Ronald Arkin of Georgia Institute of Technology, who has worked closely with the US military on robotics, agrees that the shift towards autonomy will be gradual. 
Okay, so maybe the idea wasn't that far-fetched.
But we'd still need some kind of nefarious way in which all of these autonomous killer robots could be controlled by some kind of crazy, devious 'mastermind' computer, right?  But that would mean they'd all have to be infected by the same malicious, self-perpetuating, self-learning computer worm whose sole purpose in life is to infect the current computer and move on to the next until every microchip on the planet is infected!
Yeah, like that would ever happen.
Microsoft wants to worm its way into your PC
Microsoft is taking a leaf out of the virus writers' handbook, hoping to use friendly "worms" to distribute software patches surreptitiously.
...
Vojnovic said his worms were capable of learning from past experience.
...
The worm starts by randomly probing for an uninfected host and then targets other computers on the same network. If it fails to find a cluster of uninfected hosts it changes its strategy in order to maximize the number of computers it can patch.
Okay, okay — so maybe the idea wasn't that far-fetched. 
But hold on a sec.  These infected autonomous battlefield killer robots can't somehow magically communicate with each other, right?  They'd still need some kind of huge "new generation" military satellite network to link them all together, like that Skynet system in 'The Terminator', right?

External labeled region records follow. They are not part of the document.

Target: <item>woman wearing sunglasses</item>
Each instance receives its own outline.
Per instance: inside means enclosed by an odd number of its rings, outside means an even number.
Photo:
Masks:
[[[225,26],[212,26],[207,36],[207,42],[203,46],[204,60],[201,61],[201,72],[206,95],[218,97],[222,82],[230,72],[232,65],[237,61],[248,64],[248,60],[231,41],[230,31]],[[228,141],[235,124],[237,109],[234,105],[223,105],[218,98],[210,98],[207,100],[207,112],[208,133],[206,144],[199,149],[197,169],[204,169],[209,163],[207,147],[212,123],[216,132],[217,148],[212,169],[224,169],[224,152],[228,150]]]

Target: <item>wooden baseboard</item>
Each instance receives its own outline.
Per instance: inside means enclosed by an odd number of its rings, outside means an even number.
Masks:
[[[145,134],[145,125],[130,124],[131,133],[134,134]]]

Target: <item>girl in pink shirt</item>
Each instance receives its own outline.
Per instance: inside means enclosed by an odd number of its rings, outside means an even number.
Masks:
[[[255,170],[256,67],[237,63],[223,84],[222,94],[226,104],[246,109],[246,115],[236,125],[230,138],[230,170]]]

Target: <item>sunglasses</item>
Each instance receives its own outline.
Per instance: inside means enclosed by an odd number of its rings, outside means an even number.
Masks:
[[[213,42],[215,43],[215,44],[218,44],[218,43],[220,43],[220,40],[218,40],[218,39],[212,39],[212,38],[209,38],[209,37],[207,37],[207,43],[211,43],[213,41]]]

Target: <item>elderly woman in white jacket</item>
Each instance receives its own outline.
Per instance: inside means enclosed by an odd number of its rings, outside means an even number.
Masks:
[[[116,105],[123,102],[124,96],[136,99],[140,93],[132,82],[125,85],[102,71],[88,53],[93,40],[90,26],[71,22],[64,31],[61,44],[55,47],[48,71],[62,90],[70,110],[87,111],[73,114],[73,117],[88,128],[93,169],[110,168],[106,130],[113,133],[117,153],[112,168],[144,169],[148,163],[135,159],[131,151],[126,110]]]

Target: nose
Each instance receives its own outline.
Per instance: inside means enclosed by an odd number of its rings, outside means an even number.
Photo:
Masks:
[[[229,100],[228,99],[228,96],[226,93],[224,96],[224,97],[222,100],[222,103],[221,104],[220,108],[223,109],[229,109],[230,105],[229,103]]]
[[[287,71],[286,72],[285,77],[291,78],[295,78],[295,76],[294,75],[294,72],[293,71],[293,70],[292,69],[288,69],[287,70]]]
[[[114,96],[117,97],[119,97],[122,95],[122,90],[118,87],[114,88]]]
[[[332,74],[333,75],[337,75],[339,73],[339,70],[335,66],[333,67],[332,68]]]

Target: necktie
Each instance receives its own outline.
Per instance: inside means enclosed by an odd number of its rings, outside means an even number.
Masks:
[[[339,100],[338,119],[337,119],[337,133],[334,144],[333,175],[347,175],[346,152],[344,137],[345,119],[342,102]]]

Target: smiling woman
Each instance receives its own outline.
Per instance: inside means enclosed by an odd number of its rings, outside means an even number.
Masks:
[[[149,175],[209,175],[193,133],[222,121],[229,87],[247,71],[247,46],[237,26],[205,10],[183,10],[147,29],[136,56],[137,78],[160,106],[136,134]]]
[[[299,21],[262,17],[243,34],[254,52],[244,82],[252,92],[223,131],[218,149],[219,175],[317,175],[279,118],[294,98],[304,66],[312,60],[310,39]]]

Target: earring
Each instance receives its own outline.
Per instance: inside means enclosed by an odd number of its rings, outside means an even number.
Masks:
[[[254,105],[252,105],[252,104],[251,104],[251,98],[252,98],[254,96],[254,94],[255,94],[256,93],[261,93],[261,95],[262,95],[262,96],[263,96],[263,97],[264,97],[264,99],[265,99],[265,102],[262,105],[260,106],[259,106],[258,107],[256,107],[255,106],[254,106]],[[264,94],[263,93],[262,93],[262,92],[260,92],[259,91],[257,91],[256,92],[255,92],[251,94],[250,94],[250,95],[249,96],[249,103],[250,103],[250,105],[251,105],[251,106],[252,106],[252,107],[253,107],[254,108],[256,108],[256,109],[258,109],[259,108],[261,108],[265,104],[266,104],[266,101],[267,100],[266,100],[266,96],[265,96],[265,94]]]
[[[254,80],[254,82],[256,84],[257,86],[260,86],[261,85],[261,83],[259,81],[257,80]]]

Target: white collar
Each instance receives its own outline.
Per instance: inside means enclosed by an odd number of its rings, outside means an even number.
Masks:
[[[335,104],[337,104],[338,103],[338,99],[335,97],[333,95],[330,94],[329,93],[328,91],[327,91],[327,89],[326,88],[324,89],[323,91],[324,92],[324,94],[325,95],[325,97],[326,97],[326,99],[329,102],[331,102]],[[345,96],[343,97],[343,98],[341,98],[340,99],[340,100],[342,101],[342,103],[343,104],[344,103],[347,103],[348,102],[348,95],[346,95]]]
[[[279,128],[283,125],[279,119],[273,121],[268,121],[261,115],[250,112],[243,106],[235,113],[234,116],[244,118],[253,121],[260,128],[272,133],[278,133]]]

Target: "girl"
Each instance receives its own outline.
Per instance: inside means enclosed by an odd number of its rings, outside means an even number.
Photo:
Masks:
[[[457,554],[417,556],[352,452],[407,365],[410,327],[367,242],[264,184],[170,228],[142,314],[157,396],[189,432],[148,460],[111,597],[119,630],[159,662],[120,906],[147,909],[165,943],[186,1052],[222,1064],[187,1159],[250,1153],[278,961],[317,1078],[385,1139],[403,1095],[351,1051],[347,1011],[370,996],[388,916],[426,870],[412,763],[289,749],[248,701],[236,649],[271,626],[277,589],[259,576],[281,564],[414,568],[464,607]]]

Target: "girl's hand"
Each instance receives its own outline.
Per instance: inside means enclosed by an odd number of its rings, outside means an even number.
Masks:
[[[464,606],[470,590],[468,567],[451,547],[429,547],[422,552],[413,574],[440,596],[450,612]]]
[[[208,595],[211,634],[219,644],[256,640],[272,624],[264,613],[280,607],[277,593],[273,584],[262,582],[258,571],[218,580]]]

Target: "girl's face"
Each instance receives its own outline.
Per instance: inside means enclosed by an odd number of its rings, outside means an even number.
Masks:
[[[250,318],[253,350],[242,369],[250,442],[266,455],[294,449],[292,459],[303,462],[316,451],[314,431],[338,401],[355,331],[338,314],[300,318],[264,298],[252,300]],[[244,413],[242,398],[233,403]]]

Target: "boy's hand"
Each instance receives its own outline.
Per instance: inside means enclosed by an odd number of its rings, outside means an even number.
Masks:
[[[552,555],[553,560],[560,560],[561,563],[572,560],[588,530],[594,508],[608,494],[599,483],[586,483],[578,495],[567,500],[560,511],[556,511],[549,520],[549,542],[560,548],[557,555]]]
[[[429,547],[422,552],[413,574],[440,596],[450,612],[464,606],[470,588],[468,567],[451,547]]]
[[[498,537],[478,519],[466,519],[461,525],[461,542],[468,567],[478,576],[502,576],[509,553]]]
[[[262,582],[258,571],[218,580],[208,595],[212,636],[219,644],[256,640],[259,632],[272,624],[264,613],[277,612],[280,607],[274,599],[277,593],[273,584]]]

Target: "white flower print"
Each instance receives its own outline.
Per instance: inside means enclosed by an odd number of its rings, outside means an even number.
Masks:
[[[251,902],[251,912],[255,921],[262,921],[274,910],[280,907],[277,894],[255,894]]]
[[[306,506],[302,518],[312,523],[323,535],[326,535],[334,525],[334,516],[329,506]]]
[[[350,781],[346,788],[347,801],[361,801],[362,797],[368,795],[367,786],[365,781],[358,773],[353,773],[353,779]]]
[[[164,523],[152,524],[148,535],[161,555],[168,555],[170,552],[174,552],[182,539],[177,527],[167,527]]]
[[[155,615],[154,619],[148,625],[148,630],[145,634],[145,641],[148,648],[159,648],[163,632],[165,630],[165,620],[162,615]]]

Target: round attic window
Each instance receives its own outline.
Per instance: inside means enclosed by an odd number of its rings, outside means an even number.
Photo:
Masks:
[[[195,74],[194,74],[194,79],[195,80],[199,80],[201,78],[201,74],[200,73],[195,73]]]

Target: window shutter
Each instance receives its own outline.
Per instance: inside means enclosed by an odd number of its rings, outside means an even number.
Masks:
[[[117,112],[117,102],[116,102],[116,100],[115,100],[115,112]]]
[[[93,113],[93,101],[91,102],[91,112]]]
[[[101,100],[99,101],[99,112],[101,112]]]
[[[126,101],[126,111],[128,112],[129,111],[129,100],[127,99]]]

Yeah, like that would ever happen. 
Skynet 5B military chat-sat on the way
The British military communications satellite Skynet 5B launched successfully from Kourou in French Guiana at 2206 GMT last night. The spacecraft will complete the UK armed forces' planned new generation of orbital communications coverage.
If you've ever wondered just how those nightmare 'Terminator' scenarios begin, I'd say a few of the key pieces just fell into place.